PoliticsPosted by Christian Mark Taylor Wed, March 20, 2013 18:41:15

I watched the Budget with interest although I am not entirely sure why, as it is obvious that there will be nothing but doom and gloom. As expected the growth figures have been downgraded again, for 2013 they have been downgraded by 0.6 to 0.6%, 2014 growth was downgraded by 0.2% to 1.8% and years 2015 and 2016 remain unchanged on 2.3% and 2.7% respectively. But lets face facts, in the budget next year these will probably be downgraded as well. As 40% of UK exports are to the EU our growth is partly linked to the prosperity of the euro zone and with the current Cyprus issues and the fact that the OBR believes the euro zone will remain in recession for all of 2013 I can’t see our growth gaining very much in the next couple of years.

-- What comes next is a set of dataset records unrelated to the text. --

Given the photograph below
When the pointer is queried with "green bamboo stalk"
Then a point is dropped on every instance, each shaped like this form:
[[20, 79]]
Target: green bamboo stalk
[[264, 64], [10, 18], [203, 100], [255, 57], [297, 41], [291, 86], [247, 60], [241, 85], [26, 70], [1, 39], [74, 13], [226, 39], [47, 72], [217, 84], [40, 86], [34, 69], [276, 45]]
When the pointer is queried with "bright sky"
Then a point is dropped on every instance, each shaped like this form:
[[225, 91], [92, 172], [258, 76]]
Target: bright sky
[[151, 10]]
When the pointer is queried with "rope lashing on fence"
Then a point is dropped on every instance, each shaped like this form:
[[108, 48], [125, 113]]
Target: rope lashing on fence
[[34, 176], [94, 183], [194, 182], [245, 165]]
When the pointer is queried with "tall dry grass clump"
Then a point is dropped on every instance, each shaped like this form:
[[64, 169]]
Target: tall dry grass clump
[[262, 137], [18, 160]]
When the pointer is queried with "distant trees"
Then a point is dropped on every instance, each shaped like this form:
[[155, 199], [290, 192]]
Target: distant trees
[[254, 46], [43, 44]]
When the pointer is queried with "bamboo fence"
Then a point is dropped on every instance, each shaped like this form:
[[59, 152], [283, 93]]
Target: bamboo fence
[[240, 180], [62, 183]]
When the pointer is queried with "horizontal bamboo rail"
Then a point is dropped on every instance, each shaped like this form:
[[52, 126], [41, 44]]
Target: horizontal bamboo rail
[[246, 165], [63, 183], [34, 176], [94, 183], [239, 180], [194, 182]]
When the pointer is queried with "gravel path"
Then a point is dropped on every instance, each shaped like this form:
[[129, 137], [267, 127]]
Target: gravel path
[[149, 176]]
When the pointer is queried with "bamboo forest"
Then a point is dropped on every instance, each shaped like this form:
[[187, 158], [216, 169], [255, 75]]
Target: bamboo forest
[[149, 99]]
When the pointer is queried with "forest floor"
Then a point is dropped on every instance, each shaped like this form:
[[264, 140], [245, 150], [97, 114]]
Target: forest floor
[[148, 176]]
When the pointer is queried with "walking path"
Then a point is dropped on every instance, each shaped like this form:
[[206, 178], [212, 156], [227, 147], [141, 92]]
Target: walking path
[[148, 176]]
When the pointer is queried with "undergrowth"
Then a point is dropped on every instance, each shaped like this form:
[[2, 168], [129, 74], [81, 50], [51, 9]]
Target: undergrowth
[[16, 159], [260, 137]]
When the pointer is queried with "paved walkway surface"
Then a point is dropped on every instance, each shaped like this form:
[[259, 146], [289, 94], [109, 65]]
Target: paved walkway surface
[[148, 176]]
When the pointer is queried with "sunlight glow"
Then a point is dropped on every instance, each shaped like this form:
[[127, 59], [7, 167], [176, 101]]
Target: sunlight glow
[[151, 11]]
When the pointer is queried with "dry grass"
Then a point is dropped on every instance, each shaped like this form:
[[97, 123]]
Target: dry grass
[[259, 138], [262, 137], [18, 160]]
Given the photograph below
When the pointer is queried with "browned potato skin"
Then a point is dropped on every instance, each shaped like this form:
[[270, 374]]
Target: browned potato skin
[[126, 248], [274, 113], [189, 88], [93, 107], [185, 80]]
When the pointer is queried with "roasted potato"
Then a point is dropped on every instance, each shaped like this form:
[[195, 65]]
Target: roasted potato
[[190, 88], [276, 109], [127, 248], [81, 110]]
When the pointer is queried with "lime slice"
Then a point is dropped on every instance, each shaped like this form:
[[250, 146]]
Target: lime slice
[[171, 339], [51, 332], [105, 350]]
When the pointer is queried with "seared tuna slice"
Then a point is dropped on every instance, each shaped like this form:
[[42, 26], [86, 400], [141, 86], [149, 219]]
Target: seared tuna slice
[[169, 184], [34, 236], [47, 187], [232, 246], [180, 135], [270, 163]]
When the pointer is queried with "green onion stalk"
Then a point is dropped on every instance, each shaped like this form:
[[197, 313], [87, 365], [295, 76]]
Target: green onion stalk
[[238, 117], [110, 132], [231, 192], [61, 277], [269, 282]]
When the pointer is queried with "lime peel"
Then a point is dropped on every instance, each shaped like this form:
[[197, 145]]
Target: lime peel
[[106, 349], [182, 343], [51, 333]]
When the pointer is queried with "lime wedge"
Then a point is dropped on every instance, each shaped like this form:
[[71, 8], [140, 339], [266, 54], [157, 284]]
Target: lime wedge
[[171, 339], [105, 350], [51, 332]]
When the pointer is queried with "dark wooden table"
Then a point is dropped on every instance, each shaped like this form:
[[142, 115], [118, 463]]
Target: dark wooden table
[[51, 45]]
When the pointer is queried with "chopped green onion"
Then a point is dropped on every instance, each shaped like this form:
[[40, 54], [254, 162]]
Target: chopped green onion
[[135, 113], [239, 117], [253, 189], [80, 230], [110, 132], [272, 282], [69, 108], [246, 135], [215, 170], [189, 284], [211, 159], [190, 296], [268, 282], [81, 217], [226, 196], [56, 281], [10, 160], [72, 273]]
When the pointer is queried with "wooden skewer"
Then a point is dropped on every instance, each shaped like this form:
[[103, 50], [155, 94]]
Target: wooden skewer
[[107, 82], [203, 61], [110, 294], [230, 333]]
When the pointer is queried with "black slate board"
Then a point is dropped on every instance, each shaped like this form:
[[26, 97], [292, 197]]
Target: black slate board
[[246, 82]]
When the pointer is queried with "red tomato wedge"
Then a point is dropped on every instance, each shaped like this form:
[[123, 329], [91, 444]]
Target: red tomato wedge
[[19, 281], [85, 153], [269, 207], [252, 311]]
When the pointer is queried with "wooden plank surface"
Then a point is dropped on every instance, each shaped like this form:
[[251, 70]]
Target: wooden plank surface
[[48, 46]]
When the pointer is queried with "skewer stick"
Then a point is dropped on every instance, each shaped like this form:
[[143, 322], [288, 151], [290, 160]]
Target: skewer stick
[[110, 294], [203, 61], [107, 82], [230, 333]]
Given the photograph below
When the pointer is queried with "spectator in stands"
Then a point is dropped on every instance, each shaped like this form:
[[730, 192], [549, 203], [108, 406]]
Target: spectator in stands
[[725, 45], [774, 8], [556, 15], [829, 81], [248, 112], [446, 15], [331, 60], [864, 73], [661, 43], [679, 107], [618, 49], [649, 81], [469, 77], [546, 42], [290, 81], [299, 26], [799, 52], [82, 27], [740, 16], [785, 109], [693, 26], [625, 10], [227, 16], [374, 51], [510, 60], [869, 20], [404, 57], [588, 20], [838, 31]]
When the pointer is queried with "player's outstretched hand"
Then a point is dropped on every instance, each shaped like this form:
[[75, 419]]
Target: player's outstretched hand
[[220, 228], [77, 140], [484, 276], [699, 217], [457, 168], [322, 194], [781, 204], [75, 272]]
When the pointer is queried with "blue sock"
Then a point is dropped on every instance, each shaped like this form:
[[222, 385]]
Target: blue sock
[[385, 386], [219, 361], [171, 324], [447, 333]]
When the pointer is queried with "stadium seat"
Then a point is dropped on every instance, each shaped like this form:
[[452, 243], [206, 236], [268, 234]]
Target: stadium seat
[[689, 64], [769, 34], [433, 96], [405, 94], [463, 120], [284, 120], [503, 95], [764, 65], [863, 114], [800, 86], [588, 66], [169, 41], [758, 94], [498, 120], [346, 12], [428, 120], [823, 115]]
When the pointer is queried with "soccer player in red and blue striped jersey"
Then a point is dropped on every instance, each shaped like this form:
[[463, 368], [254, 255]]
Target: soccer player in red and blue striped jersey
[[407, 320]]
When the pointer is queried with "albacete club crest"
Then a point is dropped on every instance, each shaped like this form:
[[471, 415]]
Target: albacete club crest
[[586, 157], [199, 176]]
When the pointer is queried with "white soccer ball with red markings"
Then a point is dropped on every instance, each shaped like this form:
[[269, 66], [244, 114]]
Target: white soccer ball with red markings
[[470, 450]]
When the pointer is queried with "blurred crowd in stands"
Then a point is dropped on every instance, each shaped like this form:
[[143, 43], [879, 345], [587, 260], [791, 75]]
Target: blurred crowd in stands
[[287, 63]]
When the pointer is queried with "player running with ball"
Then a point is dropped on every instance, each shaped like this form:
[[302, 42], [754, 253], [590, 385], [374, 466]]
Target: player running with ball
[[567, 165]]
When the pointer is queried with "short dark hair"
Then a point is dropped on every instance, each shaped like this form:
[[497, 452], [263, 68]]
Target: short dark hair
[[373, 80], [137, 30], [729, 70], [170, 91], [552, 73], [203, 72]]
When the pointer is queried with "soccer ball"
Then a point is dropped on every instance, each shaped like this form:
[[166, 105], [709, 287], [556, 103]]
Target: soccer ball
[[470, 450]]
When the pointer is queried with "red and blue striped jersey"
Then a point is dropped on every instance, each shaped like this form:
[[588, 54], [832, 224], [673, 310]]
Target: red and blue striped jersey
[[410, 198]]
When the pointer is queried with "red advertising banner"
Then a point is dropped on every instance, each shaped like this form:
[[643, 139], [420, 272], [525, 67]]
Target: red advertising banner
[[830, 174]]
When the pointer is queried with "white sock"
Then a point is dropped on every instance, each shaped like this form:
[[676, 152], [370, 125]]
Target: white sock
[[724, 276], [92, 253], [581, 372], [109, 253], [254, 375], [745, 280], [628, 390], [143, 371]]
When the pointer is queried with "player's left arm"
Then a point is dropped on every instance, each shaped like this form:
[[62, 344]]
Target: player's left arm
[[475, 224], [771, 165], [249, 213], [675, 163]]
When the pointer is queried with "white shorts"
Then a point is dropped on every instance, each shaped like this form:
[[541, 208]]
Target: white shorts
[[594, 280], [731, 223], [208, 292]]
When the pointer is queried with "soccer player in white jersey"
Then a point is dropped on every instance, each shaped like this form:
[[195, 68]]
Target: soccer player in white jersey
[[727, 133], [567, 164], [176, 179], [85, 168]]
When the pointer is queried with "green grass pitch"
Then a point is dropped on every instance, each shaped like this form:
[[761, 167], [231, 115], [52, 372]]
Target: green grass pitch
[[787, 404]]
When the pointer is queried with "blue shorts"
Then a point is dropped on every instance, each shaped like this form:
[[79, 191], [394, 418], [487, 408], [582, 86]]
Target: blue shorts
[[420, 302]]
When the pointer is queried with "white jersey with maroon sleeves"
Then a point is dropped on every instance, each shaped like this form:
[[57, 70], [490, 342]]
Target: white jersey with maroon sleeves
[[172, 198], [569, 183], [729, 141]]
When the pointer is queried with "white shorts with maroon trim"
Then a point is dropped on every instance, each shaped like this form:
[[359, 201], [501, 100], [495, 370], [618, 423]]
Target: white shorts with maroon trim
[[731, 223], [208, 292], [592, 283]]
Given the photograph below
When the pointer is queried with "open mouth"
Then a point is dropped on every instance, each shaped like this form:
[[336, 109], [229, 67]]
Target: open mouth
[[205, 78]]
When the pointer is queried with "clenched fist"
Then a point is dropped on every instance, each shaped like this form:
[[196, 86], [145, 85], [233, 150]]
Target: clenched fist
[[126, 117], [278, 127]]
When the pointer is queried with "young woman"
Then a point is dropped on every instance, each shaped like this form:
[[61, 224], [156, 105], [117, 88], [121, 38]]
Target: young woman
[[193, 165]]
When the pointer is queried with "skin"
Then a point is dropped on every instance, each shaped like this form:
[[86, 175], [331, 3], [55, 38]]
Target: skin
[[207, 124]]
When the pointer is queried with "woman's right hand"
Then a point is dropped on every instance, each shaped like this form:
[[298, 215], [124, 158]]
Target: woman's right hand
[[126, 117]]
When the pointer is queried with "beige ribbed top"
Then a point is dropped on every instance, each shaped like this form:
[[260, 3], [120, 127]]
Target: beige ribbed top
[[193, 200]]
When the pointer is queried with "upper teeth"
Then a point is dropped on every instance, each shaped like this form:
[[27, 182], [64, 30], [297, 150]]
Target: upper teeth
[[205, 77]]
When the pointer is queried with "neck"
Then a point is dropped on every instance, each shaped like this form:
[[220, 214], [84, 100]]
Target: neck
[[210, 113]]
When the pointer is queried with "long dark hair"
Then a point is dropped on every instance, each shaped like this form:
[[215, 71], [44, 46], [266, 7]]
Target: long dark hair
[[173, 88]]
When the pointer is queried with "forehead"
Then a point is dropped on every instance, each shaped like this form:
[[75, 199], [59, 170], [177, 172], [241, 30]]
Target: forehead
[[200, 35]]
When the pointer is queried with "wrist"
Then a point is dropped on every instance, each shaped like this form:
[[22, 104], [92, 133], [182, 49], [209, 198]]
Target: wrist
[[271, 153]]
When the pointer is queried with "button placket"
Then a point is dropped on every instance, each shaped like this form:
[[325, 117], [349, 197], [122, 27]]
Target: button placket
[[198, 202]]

It was good to see Corporation Tax reduced to 20% but you have to wait until 2015 for this and the Employment Allowance help reduce the National Insurance bill, which will really help small and medium businesses assuming they have full time employees. The personal allowance threshold being lift to £10,000 is welcomed on two fronts, firstly because it affects everyone especially those on low and middle incomes and secondly because this has been brought forward by a year and will now be implemented in 2014. I for one will welcome the extra.

The fuel duty rise in September has been scrapped and this again is welcome and about as much as you could do. With a fiscal neutral budget cutting fuel duty was not an option. The beer duty cut of 1p again is welcome but seems to be more of a good will gesture rather than having any real impacts on public houses. It would have had more impact if supermarkets were targeted for their cheap booze offers. Why pay £3 or £4 for a pint when you can buy 72 cans for £20 in supermarkets.

After hearing the budget I decided that I would be better off, but only just and I will have to wait a few years for the full impact. The personal allowance will help, I don’t drink that much so the 1p cut will not affect me that much. I live in private rented accommodation so the Mortgage Guarantee could be a huge benefit, because like many people as a first time buyer I cannot afford the current 20% deposit.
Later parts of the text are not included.